Великим постом все успели отговеть. Для этого поставили походную церковь из двух госпитальных шатров. Пасха в том году была поздняя, если не ошибаюсь, 18 апреля, и мы, отслужив заутреню, отлично разговелись. А на второй день Пасхи я устроил обед и затем парадный чай с пасхой, куличами, музыкой, на который были приглашены и все сестры милосердия 30-го и 31-го полевых госпиталей и санитарного транспорта и студенты-санитары состоявшего при дивизии передового отряда Красного Креста.
С апреля месяца стали поступать в дивизию укомплектования из молодых солдат срока службы 1904 года и в дивизии впервые появились срочнослужащие.
Но по плохому обучению этих людей, и в особенности по малой их дисциплинированности, приходилось заключать, что дома в войсках не было твердого внутреннего порядка, и прибывавшие укомплектования приходилось переучивать и крепко муштровать. Но в твердых руках командиров полков, привлеченные к обучению, к работам по укреплению позиции, они быстро становились настоящими солдатами, а затем на передовых постах получали и боевое крещение.
С апреля же стали массами возвращаться излечившиеся от ран офицеры и солдаты. Все партии (по несколько сот человек каждая) прибывали к штабу дивизии и от нас уже направлялись по своим частям. Я выходил к каждой, приветствовал их, благодарил за службу и труды. С некоторыми партиями стали приходить матросы, которые на мой вопрос:
– А как вы к нам попали?
Отвечали только одно:
– Списан с крейсера или броненосца такого-то и переведен в пехоту.
Мы удивлялись этому, но так как они были все молодец к молодцу, то были желанным приобретением для частей, многие из них попали в охотничьи команды, где отличались своею смелостью и, главное, смышленостью. В Дрисском полку один из таких матросов после ряда оказанных им отличий был произведен в унтер-офицеры и назначен старшим в команде.
Много позднее, когда пришли на них письменные сведения, то оказалось, что это все приговоренные военно-морскими судами за беспорядки на судах на разные сроки в дисциплинарные батальоны с переводом в разряд штрафованных, которым отбытие наказания заменено отправкой на театр военных действий. Таким штрафованным, приговоренным на три года в дисциплинарный батальон, оказался и матрос, произведенный в Дрисском полку за боевые отличия в унтер-офицеры.
Озадаченный таким оборотом дела, полковник Широков приехал мне все доложить и испросить, как выйти из этого положения?

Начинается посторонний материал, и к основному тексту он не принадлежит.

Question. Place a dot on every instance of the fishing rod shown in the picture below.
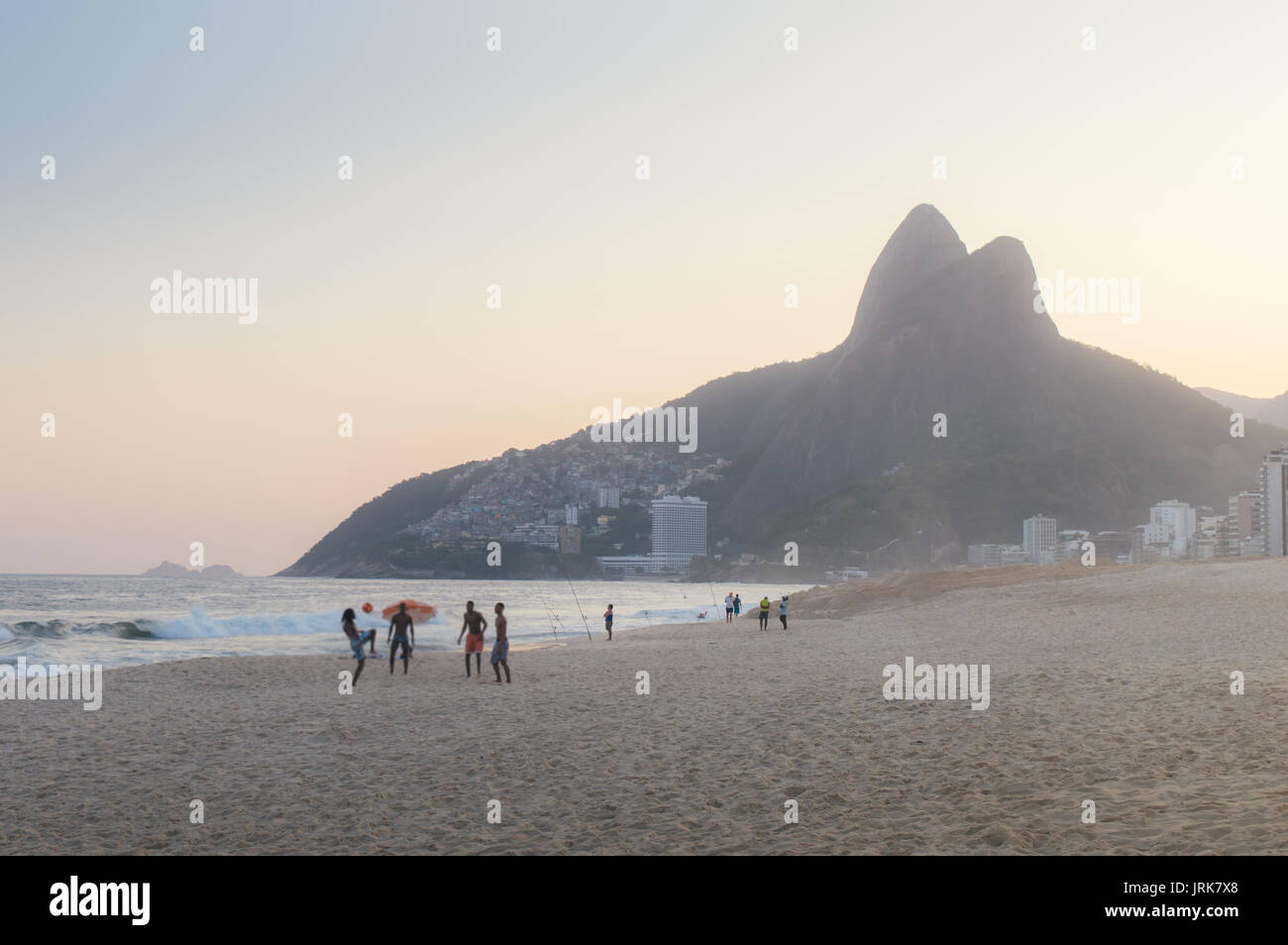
(549, 613)
(576, 600)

Подумав, я ответил:
– Так как он у нас заявил себя с отличной стороны и продолжает на всех разведках отличаться своей удалью и сметкой, то оставить его унтер-офицером и старшим в команде и войти с ходатайством о прощении ему штрафа за оказанные боевые подвиги.
В числе выздоровевших от ран офицеров возвратились Чембарского полка штабс-капитан Шуструйский и Дрисского полка капитан Андреев.
Поручик Шуструйский первый раз был ранен в бою первого октября 1904 года – прострелен насквозь в грудь пятью пулями. Был поднят как мертвый и его относили с тем, чтобы похоронить с боевыми почестями. В пути один из носильщиков заявил:
– Да его благородие дышит.
Подозвали доктора, который приложил зеркальце к его губам, получился как будто след дыхания. Дойдя до первого отряда Красного Креста, вызвали сестру милосердия, которая, осмотрев раненого, принесла бутылку коньяку и стала потихоньку, с ложечки вливать коньяк ему в рот; раненый, проглотив коньяк, вздохнул. Тогда его тотчас же положили на кровать, а через два месяца после этого он вернулся в полк совершенно здоровым и вновь вступил в командование ротой. Тогда же за безотлагательное возвращение после столь тяжелого ранения, по моему представлению, был награжден чином штабс-капитана. В бою 18 февраля 1905 года на Гаутулинском перевале вновь прострелен тремя пулями в грудь навылет, вновь выздоровел, через семь недель вернулся в строй, несмотря на полученное медицинское свидетельство об освобождении от службы, и вновь по моему ходатайству был награжден чином капитана.